Jason S. Grenn (born 1981) is an American politician from Alaska. Grenn served as an independent member of the Alaska House of Representatives from the 22nd district, which covers the Sand Lake-area neighborhoods in Anchorage, Alaska. He beat incumbent Liz Vazquez in the 2016 general election and was defeated by Sara Rasmussen in 2018.

==Political career==
In Grenn's 2016 campaign, he has said his main objective was to help solve an Alaskan fiscal crisis; a bill said to do that failed to pass in the 2015-16 legislature. While in office, Grenn was able to pass a major legislative ethics bill (HB44) and championed economic development innovations for Alaska.
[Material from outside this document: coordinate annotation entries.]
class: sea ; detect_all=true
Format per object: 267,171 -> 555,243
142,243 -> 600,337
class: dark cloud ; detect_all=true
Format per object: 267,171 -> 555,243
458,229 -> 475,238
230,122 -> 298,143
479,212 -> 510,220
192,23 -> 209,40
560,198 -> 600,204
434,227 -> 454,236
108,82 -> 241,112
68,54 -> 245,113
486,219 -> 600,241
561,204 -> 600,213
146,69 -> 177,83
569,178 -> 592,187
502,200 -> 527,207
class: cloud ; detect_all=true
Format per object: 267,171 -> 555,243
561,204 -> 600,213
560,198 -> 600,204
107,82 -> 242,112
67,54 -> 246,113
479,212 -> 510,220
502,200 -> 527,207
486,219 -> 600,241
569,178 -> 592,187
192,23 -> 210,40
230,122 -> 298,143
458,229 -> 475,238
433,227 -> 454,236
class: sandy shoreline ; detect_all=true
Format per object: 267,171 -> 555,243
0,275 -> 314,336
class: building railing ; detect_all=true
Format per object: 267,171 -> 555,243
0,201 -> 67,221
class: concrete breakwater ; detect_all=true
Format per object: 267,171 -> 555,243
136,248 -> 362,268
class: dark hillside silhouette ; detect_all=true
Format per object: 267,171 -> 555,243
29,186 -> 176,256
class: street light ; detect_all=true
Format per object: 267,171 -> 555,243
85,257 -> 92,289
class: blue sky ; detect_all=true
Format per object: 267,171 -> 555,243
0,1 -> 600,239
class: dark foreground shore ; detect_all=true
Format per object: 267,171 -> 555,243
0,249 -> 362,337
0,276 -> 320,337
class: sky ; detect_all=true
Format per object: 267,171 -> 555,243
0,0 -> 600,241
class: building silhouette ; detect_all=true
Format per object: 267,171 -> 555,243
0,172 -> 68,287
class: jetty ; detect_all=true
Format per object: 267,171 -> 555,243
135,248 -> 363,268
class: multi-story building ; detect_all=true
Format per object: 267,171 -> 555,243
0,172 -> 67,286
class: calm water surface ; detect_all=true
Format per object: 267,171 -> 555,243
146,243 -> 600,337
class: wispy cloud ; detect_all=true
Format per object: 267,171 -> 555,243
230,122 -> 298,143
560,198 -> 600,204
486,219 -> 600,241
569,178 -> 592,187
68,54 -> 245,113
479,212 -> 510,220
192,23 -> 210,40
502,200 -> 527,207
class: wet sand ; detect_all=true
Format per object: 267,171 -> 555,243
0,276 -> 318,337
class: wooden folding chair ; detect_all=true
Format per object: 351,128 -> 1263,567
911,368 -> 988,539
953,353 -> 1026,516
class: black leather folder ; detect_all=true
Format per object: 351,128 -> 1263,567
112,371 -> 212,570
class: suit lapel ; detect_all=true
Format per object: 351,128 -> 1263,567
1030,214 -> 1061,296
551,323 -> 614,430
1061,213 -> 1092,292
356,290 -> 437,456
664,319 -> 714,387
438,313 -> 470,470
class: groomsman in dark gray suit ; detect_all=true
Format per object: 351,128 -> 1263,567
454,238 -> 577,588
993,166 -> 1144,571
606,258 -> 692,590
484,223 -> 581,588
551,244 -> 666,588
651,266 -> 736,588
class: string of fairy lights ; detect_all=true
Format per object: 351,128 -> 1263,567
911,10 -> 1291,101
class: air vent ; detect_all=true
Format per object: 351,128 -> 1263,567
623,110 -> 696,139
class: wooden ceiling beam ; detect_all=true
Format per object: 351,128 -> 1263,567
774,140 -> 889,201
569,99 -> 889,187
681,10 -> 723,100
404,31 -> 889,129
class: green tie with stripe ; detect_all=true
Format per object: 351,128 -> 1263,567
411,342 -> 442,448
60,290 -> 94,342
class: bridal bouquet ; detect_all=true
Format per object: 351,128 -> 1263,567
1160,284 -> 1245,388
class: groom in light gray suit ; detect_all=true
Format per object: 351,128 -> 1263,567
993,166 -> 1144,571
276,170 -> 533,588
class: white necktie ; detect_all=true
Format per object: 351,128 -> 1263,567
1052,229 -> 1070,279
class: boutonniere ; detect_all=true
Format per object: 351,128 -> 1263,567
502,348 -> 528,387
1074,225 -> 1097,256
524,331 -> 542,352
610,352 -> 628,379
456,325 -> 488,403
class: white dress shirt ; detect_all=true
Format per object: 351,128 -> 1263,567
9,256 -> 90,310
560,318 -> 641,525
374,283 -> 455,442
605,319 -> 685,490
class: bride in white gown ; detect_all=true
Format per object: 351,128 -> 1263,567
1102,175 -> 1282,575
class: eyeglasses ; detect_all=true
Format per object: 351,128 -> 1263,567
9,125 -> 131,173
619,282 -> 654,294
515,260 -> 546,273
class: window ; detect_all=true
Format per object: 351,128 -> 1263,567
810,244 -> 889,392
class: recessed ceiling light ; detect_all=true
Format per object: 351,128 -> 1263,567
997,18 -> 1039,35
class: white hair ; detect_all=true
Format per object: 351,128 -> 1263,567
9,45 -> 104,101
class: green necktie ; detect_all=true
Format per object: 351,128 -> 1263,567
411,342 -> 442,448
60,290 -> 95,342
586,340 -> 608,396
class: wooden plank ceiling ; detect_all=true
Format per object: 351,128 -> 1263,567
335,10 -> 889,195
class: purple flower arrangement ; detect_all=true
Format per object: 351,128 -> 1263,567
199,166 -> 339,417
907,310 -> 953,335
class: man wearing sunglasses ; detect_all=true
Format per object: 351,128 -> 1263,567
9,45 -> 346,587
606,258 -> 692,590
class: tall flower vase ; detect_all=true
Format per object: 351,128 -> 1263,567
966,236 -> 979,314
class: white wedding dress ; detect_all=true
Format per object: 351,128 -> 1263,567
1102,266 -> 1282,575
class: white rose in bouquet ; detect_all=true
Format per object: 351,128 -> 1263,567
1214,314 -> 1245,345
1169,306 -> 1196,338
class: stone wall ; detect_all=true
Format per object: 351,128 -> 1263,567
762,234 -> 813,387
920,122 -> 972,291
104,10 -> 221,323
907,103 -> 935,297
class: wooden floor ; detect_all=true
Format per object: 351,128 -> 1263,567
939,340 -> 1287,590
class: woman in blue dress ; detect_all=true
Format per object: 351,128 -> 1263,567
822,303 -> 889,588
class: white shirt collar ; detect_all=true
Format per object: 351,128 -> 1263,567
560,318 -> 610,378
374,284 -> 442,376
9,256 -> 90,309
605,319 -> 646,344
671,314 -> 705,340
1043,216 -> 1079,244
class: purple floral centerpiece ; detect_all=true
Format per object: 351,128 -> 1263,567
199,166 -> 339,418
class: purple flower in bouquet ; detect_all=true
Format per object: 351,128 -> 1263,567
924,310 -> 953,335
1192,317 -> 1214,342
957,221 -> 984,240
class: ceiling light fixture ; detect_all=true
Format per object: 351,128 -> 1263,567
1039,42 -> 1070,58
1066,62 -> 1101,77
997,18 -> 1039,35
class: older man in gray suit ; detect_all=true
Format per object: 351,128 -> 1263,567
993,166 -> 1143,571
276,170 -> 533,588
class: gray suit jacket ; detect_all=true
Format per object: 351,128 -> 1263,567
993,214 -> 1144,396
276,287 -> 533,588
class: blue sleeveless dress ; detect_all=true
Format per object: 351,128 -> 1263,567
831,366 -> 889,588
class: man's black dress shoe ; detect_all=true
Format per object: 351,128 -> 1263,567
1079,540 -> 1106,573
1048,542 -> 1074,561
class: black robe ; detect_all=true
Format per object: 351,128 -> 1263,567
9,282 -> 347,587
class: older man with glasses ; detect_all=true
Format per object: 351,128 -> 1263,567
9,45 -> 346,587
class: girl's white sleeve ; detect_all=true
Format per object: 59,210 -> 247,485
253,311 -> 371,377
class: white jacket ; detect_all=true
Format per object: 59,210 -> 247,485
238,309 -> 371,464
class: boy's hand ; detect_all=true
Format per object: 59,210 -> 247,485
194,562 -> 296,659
He also received the 2018 "Friend of Education" award from the Anchorage Education Association and received a "Legislative Recognition" award from the Alaska Tourism Industry Association. Grenn identifies as a social liberal and fiscal conservative. After his loss to Republican Sara Rasmussen, Grenn stayed in politics as the Executive Director of Alaskans for Better Elections, a group supporting the reforms of 2020 Alaska Measure 2. Measure 2 narrowly passed in November 2020 and Alaskans for Better Elections converted into a voter education group to ensure that the reforms of Measure 2 were implemented well.

==Electoral history==
===2016===

Alaska's House district 22 election, 2016
| Party |  | Candidate | Votes | % |
|---|---|---|---|---|
|  | Independent | Jason Grenn | 3,561 | 46.33% |
|  | Republican | Liz Vazquez (incumbent) | 3,375 | 43.91% |
|  | Independence | Dustin Darden | 730 | 9.50% |
|  | Write-ins | Write-ins | 20 | 0.26% |
| Total votes |  |  | 7,686 | 100% |

===2018===

Alaska's House district 22 election, 2018
| Party |  | Candidate | Votes | % |
|---|---|---|---|---|
|  | Republican | Sara Rasmussen | 3,478 | 47.14% |
|  | Independent | Jason Grenn (incumbent) | 3,031 | 41.08% |
|  | Democratic | Dustin Darden | 860 | 11.66% |
|  | Write-ins | Write-ins | 9 | 0.12% |
| Total votes |  |  | 7,378 | 100% |
|  | Republican gain from Independent |  |  |  |

==Personal life==
A lifelong resident of Anchorage, he graduated from Dimond High School in 1999 and from Northwest Nazarene University in 2003.